# Hatching soon



## kitz (Jun 25, 2012)

Howdy I have 27 eggs due to hatch soon 1st timer. How long should they stay in incubator after they hatch? I dont know if they will all hatch but id like to put them in the brooder box about the same time. Thanks


----------



## twentynine (Jul 11, 2012)

They can stay in the incubator up to 72 hours, anyway that's what I have read. But I have never left mine in the incubator more than 36 hours.

The chicks need to stay in the incubator until they are dry and walking good- atleast.

With home incubation it may be 24 hours from first egg hatch to last egg hatch.


----------



## Apyl (Jun 20, 2012)

I agree with twentynine. They can stay up to 72 hours or until dry and moving around.
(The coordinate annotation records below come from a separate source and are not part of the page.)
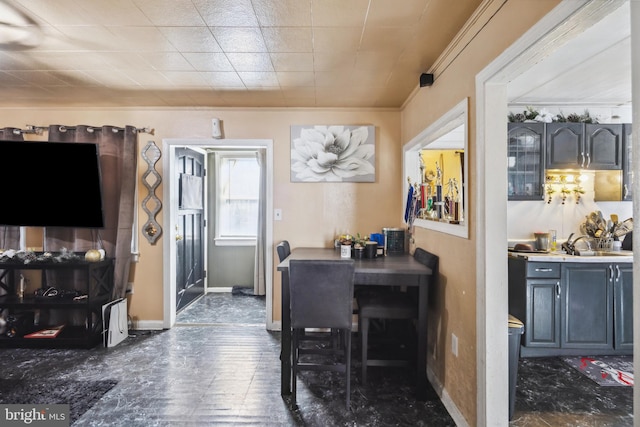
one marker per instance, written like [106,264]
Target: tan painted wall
[453,301]
[313,214]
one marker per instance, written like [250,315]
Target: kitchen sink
[604,253]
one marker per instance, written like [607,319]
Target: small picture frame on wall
[336,153]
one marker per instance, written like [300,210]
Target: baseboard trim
[148,325]
[446,400]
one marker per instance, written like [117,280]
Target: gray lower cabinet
[622,277]
[572,308]
[587,306]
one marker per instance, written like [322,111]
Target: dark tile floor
[219,366]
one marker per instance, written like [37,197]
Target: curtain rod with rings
[39,130]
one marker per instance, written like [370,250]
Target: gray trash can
[516,329]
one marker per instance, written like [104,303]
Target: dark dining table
[390,270]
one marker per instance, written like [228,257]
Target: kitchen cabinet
[627,159]
[533,298]
[583,146]
[622,277]
[586,306]
[526,161]
[572,308]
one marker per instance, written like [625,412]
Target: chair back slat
[321,293]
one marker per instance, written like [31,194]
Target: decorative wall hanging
[151,179]
[333,153]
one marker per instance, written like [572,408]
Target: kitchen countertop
[559,256]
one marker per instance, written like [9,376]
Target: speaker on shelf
[426,79]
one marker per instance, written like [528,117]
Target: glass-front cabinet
[526,161]
[627,166]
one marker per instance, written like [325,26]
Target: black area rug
[79,395]
[604,370]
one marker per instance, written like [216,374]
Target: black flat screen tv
[50,184]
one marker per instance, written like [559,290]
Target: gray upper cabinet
[583,146]
[526,161]
[627,159]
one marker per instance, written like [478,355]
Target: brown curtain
[10,235]
[118,156]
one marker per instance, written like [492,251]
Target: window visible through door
[237,198]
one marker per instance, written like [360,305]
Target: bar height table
[391,270]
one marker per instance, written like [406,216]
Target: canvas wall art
[333,153]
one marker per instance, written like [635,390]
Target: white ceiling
[593,69]
[222,53]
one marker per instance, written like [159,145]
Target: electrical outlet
[454,344]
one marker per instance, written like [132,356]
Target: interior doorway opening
[170,195]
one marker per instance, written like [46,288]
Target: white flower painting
[333,153]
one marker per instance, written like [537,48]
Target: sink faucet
[570,245]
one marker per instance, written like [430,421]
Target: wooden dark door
[190,272]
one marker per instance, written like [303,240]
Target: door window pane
[238,193]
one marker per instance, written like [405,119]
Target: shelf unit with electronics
[70,295]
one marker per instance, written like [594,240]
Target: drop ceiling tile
[59,12]
[235,39]
[142,39]
[209,61]
[289,39]
[185,78]
[112,78]
[250,61]
[339,13]
[227,13]
[10,80]
[85,38]
[283,13]
[333,78]
[254,79]
[167,61]
[145,78]
[404,13]
[327,39]
[171,12]
[292,61]
[191,39]
[223,79]
[386,38]
[113,12]
[296,78]
[336,62]
[39,78]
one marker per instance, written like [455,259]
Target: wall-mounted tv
[50,184]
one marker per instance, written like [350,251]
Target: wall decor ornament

Then put them in the brooder with water and feed 24/7, dip the beak in water when you put them in the brooder.


----------



## Sundancers (Jun 20, 2012)

And there you have it!


----------



## InThePoultryPen (Feb 10, 2013)

Do they need water in an incubator when they hatch or not


----------



## Cluckspert (Mar 12, 2013)

No, for the first 24-36 hours of a chicks life, it does NOT necessarily need water. At that time, it is still feeding off of the yolk and that helps give it the necessary nutrients for survival!


----------



## twentynine (Jul 11, 2012)

Yes! Humidity is an absolute nessecity. It prevents the chicks sticking to the shell.

Do they need water to drink, no.


----------



## kitz (Jun 25, 2012)

I had one hatch last night and 4 this morning now there are 8 hatched 19 and 20th day is it okay to have all of them in incubator for 3 days they are climbing all over each other


----------



## Energyvet (Jul 25, 2012)

Aply just said 48 hours is just fine.


----------



## InThePoultryPen (Feb 10, 2013)

Do you keep adding water into the bator even when they have hatched


----------



## Cluckspert (Mar 12, 2013)

On day 18, add water to allege tray one last time then lock down the incubator and do not open it for another 3-5 days. Lifting it may let out the necessary humidity needed for an egg to hatch. There should be a red plug on the top of the incubator. Once the first chick hatches, open up this plug and that is all you need to do until the chicks are all fluffed up and dry! Good luck!


----------



## Cluckspert (Mar 12, 2013)

Cluckspert said:


> On day 18, add water to allege tray one last time then lock down the incubator and do not open it for another 3-5 days. Lifting it may let out the necessary humidity needed for an egg to hatch. There should be a red plug on the top of the incubator. Once the first chick hatches, open up this plug and that is all you need to do until the chicks are all fluffed up and dry! Good luck!


*THE 
not allege


----------